E. Objet/médium d’enseignement. Pour qu’il y ait un réel apprentissage de l’oral, il faut que l’oral soit utilisé comme un objet d’enseignement, c’est-à-dire que l’enseignant met en place une démarche pédagogique, un projet de communication, qui vise l’atteinte d’objectifs d’apprentissage. Par exemple, pour enseigner le débat, l’enseignant prépare et enseigne divers ateliers portant sur les rôles des participants, sur la réfutation et sur les éléments prosodiques. Sinon, l’oral est considéré comme un médium d’enseignement, c’est-à-dire que l’enseignant s’en sert comme passerelle pour l’enseignement des autres volets du français, qu’il planifie des activités prévues dans les programmes sans faire d’enseignement proprement dit ou qu’il fait de l’oral par le biais de discussions informelles ou d’interactions spontanées. VA C.

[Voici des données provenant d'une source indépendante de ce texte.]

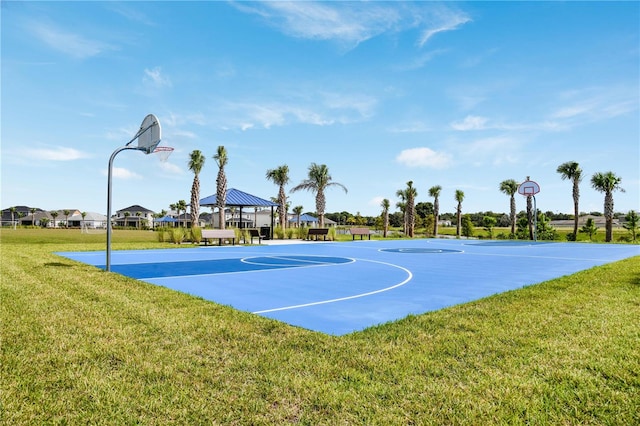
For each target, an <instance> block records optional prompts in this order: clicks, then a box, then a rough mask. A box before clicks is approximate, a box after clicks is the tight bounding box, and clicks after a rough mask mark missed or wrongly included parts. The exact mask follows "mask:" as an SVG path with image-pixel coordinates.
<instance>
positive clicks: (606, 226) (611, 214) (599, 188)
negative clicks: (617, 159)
mask: <svg viewBox="0 0 640 426" xmlns="http://www.w3.org/2000/svg"><path fill="white" fill-rule="evenodd" d="M620 182H622V178H621V177H618V176H616V175H615V174H614V173H613V172H606V173H600V172H598V173H594V175H593V176H591V186H592V187H593V189H595V190H596V191H598V192H604V218H605V230H606V234H605V242H607V243H609V242H611V241H612V239H613V192H614V191H620V192H624V189H623V188H622V187H621V186H620Z"/></svg>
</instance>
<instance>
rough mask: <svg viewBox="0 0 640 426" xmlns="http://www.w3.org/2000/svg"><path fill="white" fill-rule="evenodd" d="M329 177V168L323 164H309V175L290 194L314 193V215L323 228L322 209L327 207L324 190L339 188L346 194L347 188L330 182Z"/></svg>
mask: <svg viewBox="0 0 640 426" xmlns="http://www.w3.org/2000/svg"><path fill="white" fill-rule="evenodd" d="M331 180H332V178H331V175H330V174H329V168H328V167H327V166H326V165H325V164H316V163H311V165H310V166H309V173H308V177H307V179H305V180H303V181H302V182H301V183H300V184H299V185H297V186H295V187H293V188H291V192H296V191H299V190H301V189H304V190H307V191H311V192H314V193H315V194H316V214H317V215H318V220H319V221H320V223H319V225H320V227H321V228H323V227H324V209H325V207H326V205H327V200H326V198H325V195H324V191H325V189H327V188H328V187H330V186H339V187H340V188H342V189H343V190H344V192H345V193H346V192H347V187H346V186H344V185H343V184H341V183H338V182H332V181H331Z"/></svg>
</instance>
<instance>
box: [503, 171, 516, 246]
mask: <svg viewBox="0 0 640 426" xmlns="http://www.w3.org/2000/svg"><path fill="white" fill-rule="evenodd" d="M500 192H502V193H503V194H506V195H508V196H509V197H510V199H509V200H510V207H511V209H510V210H511V212H510V215H509V220H510V221H511V235H515V233H516V197H515V193H516V192H518V182H516V181H515V180H514V179H507V180H503V181H502V182H500Z"/></svg>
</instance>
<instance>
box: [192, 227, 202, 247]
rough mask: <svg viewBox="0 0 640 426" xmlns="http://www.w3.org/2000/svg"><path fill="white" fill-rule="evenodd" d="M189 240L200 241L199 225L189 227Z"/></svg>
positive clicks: (200, 228)
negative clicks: (190, 235)
mask: <svg viewBox="0 0 640 426" xmlns="http://www.w3.org/2000/svg"><path fill="white" fill-rule="evenodd" d="M190 238H191V242H192V243H195V244H200V243H201V242H202V229H201V228H200V227H199V226H194V227H193V228H191V237H190Z"/></svg>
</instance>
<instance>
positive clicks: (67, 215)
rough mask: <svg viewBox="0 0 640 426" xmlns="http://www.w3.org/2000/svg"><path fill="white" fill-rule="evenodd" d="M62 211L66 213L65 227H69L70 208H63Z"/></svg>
mask: <svg viewBox="0 0 640 426" xmlns="http://www.w3.org/2000/svg"><path fill="white" fill-rule="evenodd" d="M62 213H63V214H64V227H65V228H69V215H70V214H71V212H70V211H69V210H63V211H62Z"/></svg>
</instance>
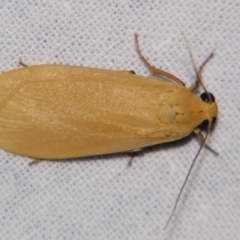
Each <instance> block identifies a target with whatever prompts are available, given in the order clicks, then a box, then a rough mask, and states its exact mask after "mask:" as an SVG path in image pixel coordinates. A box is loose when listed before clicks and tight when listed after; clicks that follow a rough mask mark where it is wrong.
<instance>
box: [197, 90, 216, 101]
mask: <svg viewBox="0 0 240 240" xmlns="http://www.w3.org/2000/svg"><path fill="white" fill-rule="evenodd" d="M209 94H210V97H211V100H212V102H215V97H214V96H213V95H212V94H211V93H209ZM200 97H201V99H202V100H203V101H204V102H209V99H208V95H207V93H206V92H204V93H202V94H201V95H200Z"/></svg>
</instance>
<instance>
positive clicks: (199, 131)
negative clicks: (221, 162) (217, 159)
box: [193, 128, 219, 156]
mask: <svg viewBox="0 0 240 240" xmlns="http://www.w3.org/2000/svg"><path fill="white" fill-rule="evenodd" d="M193 132H194V133H195V134H196V135H197V137H198V141H199V142H200V143H201V144H202V143H203V141H204V136H203V134H202V132H201V130H200V129H199V128H195V129H194V130H193ZM204 146H205V147H206V148H207V149H208V150H209V151H210V152H212V153H213V154H214V155H216V156H217V155H219V154H218V152H216V151H215V150H213V149H212V148H211V147H210V146H209V145H207V144H206V143H205V145H204Z"/></svg>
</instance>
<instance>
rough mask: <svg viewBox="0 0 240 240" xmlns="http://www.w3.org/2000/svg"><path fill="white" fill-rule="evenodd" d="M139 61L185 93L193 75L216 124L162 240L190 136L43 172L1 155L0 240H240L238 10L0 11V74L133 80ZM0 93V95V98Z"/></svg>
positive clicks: (173, 3)
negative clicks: (205, 94) (21, 60)
mask: <svg viewBox="0 0 240 240" xmlns="http://www.w3.org/2000/svg"><path fill="white" fill-rule="evenodd" d="M135 32H137V33H139V34H140V37H139V41H140V46H141V49H142V51H143V53H144V54H145V56H146V57H147V58H148V59H149V61H150V62H151V63H152V64H153V65H155V66H157V67H160V68H163V69H165V70H167V71H170V72H172V73H174V74H175V75H177V76H179V77H180V78H181V79H183V80H184V81H185V82H186V83H187V84H188V85H190V84H191V83H193V81H194V72H193V68H192V65H191V62H190V59H189V55H188V51H187V48H186V45H185V43H184V40H183V37H182V33H185V34H186V35H187V37H188V39H189V42H190V44H191V47H192V49H193V51H194V55H195V59H196V62H197V64H198V65H200V64H201V63H202V62H203V61H204V60H205V59H206V57H207V56H208V55H209V54H210V53H211V52H212V51H214V52H215V53H216V56H215V57H214V59H213V60H212V61H211V62H210V63H209V64H208V65H207V67H206V68H205V71H204V74H203V75H204V81H205V84H206V86H207V87H208V89H209V90H210V91H211V92H213V93H214V94H215V96H216V100H217V102H218V104H219V117H218V120H217V124H216V127H215V129H214V131H213V132H212V133H211V135H210V138H209V139H208V143H209V145H211V146H212V147H213V148H214V149H215V150H217V151H218V152H219V153H220V156H218V157H215V156H214V155H212V154H211V153H210V152H209V151H207V150H206V149H205V150H203V151H202V153H201V155H200V157H199V159H198V163H197V165H196V167H195V169H194V172H193V174H192V177H191V179H190V181H189V182H188V185H187V187H186V189H185V192H184V196H183V198H182V199H181V201H180V204H179V207H178V209H177V212H176V215H175V216H174V218H173V221H172V222H171V224H170V225H169V228H168V229H167V230H166V231H164V232H163V231H162V229H163V227H164V225H165V223H166V221H167V219H168V217H169V215H170V213H171V210H172V207H173V204H174V202H175V199H176V196H177V194H178V192H179V189H180V187H181V185H182V183H183V180H184V178H185V176H186V174H187V171H188V168H189V166H190V164H191V162H192V160H193V158H194V155H195V154H196V152H197V150H198V147H199V144H198V142H197V141H196V140H195V137H192V138H189V139H187V140H186V141H182V142H180V143H176V144H170V145H162V146H158V147H154V148H151V149H147V150H146V151H145V152H144V153H143V154H142V155H139V156H138V157H136V158H135V161H134V164H133V166H132V167H131V168H130V169H127V161H128V159H129V157H128V155H126V154H117V155H113V156H112V155H111V156H102V157H95V158H92V159H91V160H93V161H73V162H61V163H58V162H43V163H40V164H38V165H36V166H33V167H29V166H28V163H29V162H30V161H31V160H30V159H28V158H24V157H20V156H15V155H14V154H10V153H6V152H4V151H2V150H0V154H1V155H0V239H1V240H2V239H4V240H5V239H11V240H14V239H17V240H19V239H21V240H25V239H34V240H37V239H89V240H90V239H94V240H98V239H107V240H115V239H117V240H121V239H124V240H127V239H131V240H132V239H136V240H138V239H144V240H147V239H151V240H153V239H158V240H159V239H184V240H187V239H201V240H203V239H207V240H209V239H221V240H223V239H237V238H238V237H237V236H240V228H239V225H240V187H239V185H240V181H239V179H240V161H239V159H240V157H239V156H238V155H239V153H240V151H239V147H237V146H240V140H239V139H240V133H239V126H240V125H239V119H240V107H239V105H240V94H239V92H240V84H239V79H240V64H239V62H240V1H238V0H236V1H227V0H226V1H209V0H204V1H189V0H185V1H177V0H174V1H167V0H165V1H157V0H155V1H154V0H152V1H144V0H139V1H110V0H109V1H97V0H95V1H89V0H85V1H77V0H76V1H73V0H69V1H67V0H66V1H59V0H58V1H39V0H36V1H30V0H29V1H23V0H22V1H10V0H8V1H7V0H6V1H3V0H2V1H0V70H1V72H3V71H7V70H10V69H15V68H17V67H18V61H19V59H22V61H23V62H24V63H26V64H28V65H33V64H41V63H52V64H54V63H58V64H71V65H81V66H91V67H98V68H108V69H122V70H134V71H136V73H137V74H141V75H147V74H148V72H147V69H146V68H145V67H144V66H143V64H142V63H141V62H140V60H139V59H138V56H137V54H136V52H135V47H134V37H133V35H134V33H135ZM0 92H1V89H0Z"/></svg>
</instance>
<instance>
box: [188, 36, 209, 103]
mask: <svg viewBox="0 0 240 240" xmlns="http://www.w3.org/2000/svg"><path fill="white" fill-rule="evenodd" d="M183 37H184V40H185V42H186V45H187V47H188V51H189V55H190V58H191V61H192V64H193V68H194V71H195V73H196V76H197V81H198V82H199V83H200V85H201V86H202V87H203V89H204V91H205V92H206V94H207V96H208V100H209V101H208V102H209V103H212V98H211V96H210V94H209V92H208V90H207V89H206V87H205V86H204V84H203V81H202V77H201V74H200V72H201V71H202V68H203V66H204V65H205V63H203V66H202V67H201V69H200V71H198V69H197V66H196V64H195V61H194V57H193V53H192V49H191V47H190V44H189V42H188V40H187V37H186V36H185V35H184V34H183ZM211 57H212V56H211ZM211 57H210V58H211ZM207 61H208V59H207Z"/></svg>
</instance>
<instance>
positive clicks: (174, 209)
mask: <svg viewBox="0 0 240 240" xmlns="http://www.w3.org/2000/svg"><path fill="white" fill-rule="evenodd" d="M208 121H209V123H208V128H207V131H206V135H205V138H204V140H203V142H202V144H201V146H200V148H199V150H198V152H197V154H196V156H195V158H194V160H193V162H192V164H191V166H190V168H189V170H188V174H187V176H186V178H185V180H184V183H183V185H182V187H181V190H180V192H179V194H178V197H177V199H176V201H175V204H174V207H173V210H172V213H171V215H170V217H169V218H168V221H167V223H166V225H165V227H164V229H163V230H165V229H166V228H167V226H168V225H169V223H170V221H171V219H172V217H173V215H174V213H175V211H176V209H177V205H178V203H179V199H180V197H181V195H182V193H183V190H184V188H185V186H186V183H187V181H188V179H189V176H190V174H191V172H192V170H193V167H194V165H195V163H196V160H197V158H198V156H199V154H200V152H201V150H202V148H203V146H204V145H205V143H206V140H207V137H208V134H209V132H210V129H211V125H212V120H208Z"/></svg>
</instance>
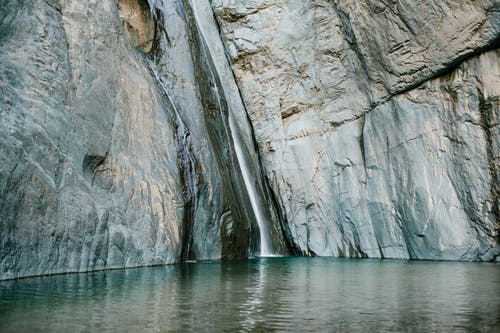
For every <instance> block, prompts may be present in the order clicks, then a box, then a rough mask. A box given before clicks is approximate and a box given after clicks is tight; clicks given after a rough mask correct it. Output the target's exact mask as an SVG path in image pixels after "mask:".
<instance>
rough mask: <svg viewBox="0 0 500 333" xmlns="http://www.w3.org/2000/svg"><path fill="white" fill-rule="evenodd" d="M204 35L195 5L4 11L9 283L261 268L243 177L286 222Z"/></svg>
mask: <svg viewBox="0 0 500 333" xmlns="http://www.w3.org/2000/svg"><path fill="white" fill-rule="evenodd" d="M204 14H207V15H208V18H210V19H212V27H213V29H215V31H217V28H216V25H215V23H213V15H212V12H211V11H209V12H205V13H204ZM197 29H198V28H197V23H196V22H195V19H194V13H193V10H192V8H191V3H190V2H189V1H180V0H179V1H155V2H151V3H148V2H147V1H145V0H120V1H116V0H105V1H100V0H99V1H85V2H81V1H76V0H75V1H52V0H36V1H17V0H6V1H2V2H1V4H0V116H1V119H2V121H1V122H0V157H1V159H0V160H1V163H0V231H1V232H0V279H7V278H15V277H20V276H29V275H41V274H51V273H61V272H79V271H89V270H97V269H108V268H118V267H133V266H142V265H156V264H168V263H174V262H178V261H181V260H201V259H220V258H226V259H232V258H245V257H248V256H251V255H256V254H258V248H259V247H258V245H259V237H260V233H259V230H258V226H257V224H256V220H255V211H254V209H253V207H252V206H251V205H250V204H249V195H248V190H247V189H246V185H245V183H244V181H243V177H242V174H241V170H240V164H241V163H247V164H249V165H251V166H249V167H248V168H249V169H250V170H251V172H252V176H253V178H254V179H256V180H257V181H255V182H254V184H253V187H254V192H255V193H257V194H256V196H259V198H258V200H259V202H258V204H259V205H261V207H260V210H261V212H260V214H261V215H264V216H265V217H266V218H267V219H269V220H272V219H274V220H277V218H278V214H277V212H276V211H275V209H274V207H275V205H274V204H272V200H270V199H269V198H268V196H269V195H270V192H269V190H268V189H267V188H266V187H265V185H266V184H267V183H265V182H264V181H263V177H262V176H261V175H262V174H263V172H262V170H261V169H260V163H259V160H258V158H257V151H256V146H255V145H254V140H253V137H252V134H251V128H250V125H249V123H248V117H247V115H246V113H245V111H244V109H243V108H242V103H241V99H240V97H239V92H238V90H237V88H236V84H235V83H234V79H233V83H232V84H233V86H232V88H230V85H229V83H227V84H226V85H225V87H224V88H223V87H221V83H220V81H221V79H220V78H219V74H218V73H217V72H216V69H215V68H214V65H213V63H214V62H215V61H216V62H218V63H221V59H217V58H215V60H214V59H212V55H211V53H210V51H209V50H207V48H206V46H204V43H205V41H204V40H203V38H202V36H200V35H199V31H198V30H197ZM218 40H219V43H220V45H222V43H221V41H220V38H219V39H218ZM221 48H222V46H221ZM214 57H216V55H215V56H214ZM219 57H220V55H219ZM222 61H227V59H226V58H225V56H224V53H222ZM222 64H224V63H223V62H222ZM226 68H227V69H228V68H229V67H227V66H226ZM221 75H222V74H221ZM226 75H227V73H226ZM231 78H232V74H231ZM226 81H227V80H226ZM226 86H227V87H226ZM231 89H232V90H231ZM238 103H239V104H238ZM230 113H231V116H232V118H234V119H235V120H234V123H235V125H234V126H232V127H230V126H229V125H230V124H229V118H228V117H229V114H230ZM233 138H238V140H239V141H240V145H241V147H239V149H240V150H241V151H242V152H243V154H244V158H245V161H243V162H241V161H239V160H238V159H237V156H236V152H235V147H234V144H233ZM268 202H271V204H269V205H268V204H267V203H268ZM277 226H278V227H277V228H274V229H273V230H272V232H273V235H274V238H275V241H274V249H273V250H274V251H276V252H286V251H287V248H286V244H285V243H284V241H283V237H282V235H281V229H280V227H279V223H278V224H277Z"/></svg>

F. Problématique de l’évaluation. L’évaluation de l’oral est une des difficultés rencontrées chez les enseignants lorsque vient le moment d’aborder son enseignement en classe. Claudine GARCIA-DEBANC (1999) avance dix raisons pour lesquelles l’évaluation de l’oral pose problème : 1) la pratique de l’oral est transversale à toutes les disciplines et à toutes les situations, de sorte que sont difficilement isolables des objets d’enseignement susceptibles d’être travaillés; 2) l’oral est difficile à observer et complexe à analyser parce que les paramètres qui interviennent dans l’interprétation d’un énoncé sont nombreux et concomitants; 3) l’oral implique l’ensemble de la personne, d’où un sentiment parfois d’insécurité, de sorte que les aspects psychologiques et affectifs sont parfois décisifs, plus encore que pour les productions écrites; 4) l’oral est profondément marqué par les pratiques sociales de référence, qui relèvent essentiellement de variations culturelles, ce qui peut influencer le jugement posé par l’enseignant; 5) l’oral ne laisse pas de trace et nécessite pour son étude des enregistrements techniquement exigeants, ce qui implique que les productions orales ne peuvent être sérieusement analysées que si l’on peut les réécouter plusieurs fois; 6) l’évaluation de l’oral nécessite beaucoup de temps, à la fois du temps de classe pour les prestations des élèves et du temps de travail personnel pour l’enseignant pour la réécoute possible des prestations; 7) l’évaluation de l’oral suppose un détour par l’écrit par le biais de transcriptions pour une meilleure compréhension des dimensions syntaxique et sémantique de l’oral, ce qui nécessite une meilleure connaissance de l’oral chez les enseignants; 8) l’oral est souvent mal connu, son fonctionnement spécifique ignoré, ce qui explique que l’on juge de la qualité de l’oral à l’aune de l’écrit; 9) les indicateurs de maîtrise de l’oral ne sont pas clairement synthétisés, alors que des repères sur la construction progressive des compétences existent pour l’écrit; 10) il existe jusqu’ici peu de matériel pédagogique pour enseigner l’oral et les recherches didactiques sur l’oral se sont développées plus récemment que celles sur l’écrit __ GARCIA-DEBANC, C. (11.99).